Please excuse me if my question is naive or irrelevant but i havent performing so far any "simulation" you mention !!
Best,
Efstathios
I would be hesitant to draw conclusions about differences in performance between methods based on data where you don't already know the answer. That's why I recommended simulating a dataset from scratch, so you can control all the variables and you will know exactly which simulated genes are DE and which are not. This allows you do draw ROC curves and such for each method to evaluate their relative performance.
If you want to pursue this, there are a number of "benchmark" papers that give examples of how to do such a simulation. I don't have one handy at the moment, but you should be able to find one on PubMed.
I see. Then in simple "naive" words, simulate 2 datasets, one from the batch corrected dataset and the other from the same dataset without a batch effect correction, right ? I will search extensively for papers, with a small search i have found
http://www.researchgate.net/publication/255702173_A_Flexible_Microarray_Data_Simulation_Model
Maybe i could also use the below tools from Mr Vegard if they can assist in evaluating this specific issue
Yes, I'm not familiar with that particular method, but it looks like a reasonable simulation method. They also provide an R package, which certainly helps.
Efstathios, I'm not quite sure what is bothering you or what you mean by "relative confidence".
For your paired experiment, you don't even need a batch correction. The correct analysis is also the simplest.

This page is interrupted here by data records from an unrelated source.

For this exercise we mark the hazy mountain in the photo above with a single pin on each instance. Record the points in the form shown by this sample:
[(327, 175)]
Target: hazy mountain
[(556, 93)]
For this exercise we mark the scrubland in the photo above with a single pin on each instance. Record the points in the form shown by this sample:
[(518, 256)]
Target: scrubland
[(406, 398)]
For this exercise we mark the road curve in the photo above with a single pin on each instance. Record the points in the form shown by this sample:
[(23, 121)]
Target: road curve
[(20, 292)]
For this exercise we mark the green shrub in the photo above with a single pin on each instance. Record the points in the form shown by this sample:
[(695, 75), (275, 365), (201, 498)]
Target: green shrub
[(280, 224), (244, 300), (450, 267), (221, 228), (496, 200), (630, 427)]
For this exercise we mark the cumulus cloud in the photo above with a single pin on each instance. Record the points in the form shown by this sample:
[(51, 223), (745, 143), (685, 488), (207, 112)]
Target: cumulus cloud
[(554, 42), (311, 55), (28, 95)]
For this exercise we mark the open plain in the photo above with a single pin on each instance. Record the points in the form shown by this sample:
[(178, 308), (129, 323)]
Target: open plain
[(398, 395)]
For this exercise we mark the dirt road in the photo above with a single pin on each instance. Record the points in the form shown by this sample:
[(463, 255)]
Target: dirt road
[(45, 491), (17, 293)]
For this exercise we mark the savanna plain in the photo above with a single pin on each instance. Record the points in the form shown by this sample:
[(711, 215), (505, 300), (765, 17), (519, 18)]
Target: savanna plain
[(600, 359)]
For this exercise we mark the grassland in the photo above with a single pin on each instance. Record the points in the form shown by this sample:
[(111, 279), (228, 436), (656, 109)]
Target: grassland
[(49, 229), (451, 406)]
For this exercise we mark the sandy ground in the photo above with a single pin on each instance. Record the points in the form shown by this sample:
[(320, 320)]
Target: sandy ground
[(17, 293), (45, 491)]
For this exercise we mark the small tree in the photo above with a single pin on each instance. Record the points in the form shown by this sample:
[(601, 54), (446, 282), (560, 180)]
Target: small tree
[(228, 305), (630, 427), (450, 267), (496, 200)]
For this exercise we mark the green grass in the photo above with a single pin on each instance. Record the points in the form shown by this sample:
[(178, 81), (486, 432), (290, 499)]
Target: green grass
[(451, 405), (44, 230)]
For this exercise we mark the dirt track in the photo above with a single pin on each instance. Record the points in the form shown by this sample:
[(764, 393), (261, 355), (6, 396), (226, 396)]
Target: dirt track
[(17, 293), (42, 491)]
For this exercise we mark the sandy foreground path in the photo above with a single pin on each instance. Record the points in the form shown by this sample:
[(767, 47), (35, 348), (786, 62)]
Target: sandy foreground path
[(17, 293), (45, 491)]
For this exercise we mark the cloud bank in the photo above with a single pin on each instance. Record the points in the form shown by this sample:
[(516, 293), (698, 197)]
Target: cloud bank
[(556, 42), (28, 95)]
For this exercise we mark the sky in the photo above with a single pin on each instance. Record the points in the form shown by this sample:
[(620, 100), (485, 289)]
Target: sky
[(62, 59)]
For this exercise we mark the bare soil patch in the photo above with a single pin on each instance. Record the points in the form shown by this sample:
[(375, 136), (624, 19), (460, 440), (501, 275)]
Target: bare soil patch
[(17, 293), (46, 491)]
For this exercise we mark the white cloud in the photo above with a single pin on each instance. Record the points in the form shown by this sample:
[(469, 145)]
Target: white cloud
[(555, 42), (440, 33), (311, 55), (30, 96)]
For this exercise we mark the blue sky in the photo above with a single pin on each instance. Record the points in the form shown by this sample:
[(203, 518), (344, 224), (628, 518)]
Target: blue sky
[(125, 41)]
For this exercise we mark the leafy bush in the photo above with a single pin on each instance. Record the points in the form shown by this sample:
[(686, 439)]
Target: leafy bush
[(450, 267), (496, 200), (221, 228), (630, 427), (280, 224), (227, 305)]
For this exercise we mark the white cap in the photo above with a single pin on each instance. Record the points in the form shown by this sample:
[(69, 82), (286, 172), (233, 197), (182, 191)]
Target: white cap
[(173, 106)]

Other analyses are more complicated and are either not needed or are theoretically wrong.
Dear Gordon,
because i have not such great experience in these issues, i was more "affected" from literature agumenting the necessity when there are two or more different datasets, batch effect correction is essential for merging !! Thus, i was afraid that the pairs factor could not handle a batch effect resulting from both studies !! Nevertheless, as your opinion and your consideration on this matter are trustful and crusial, i will perform the same analysis without batch effect correction and only including the pairs--and inspect and possibly stick with these results.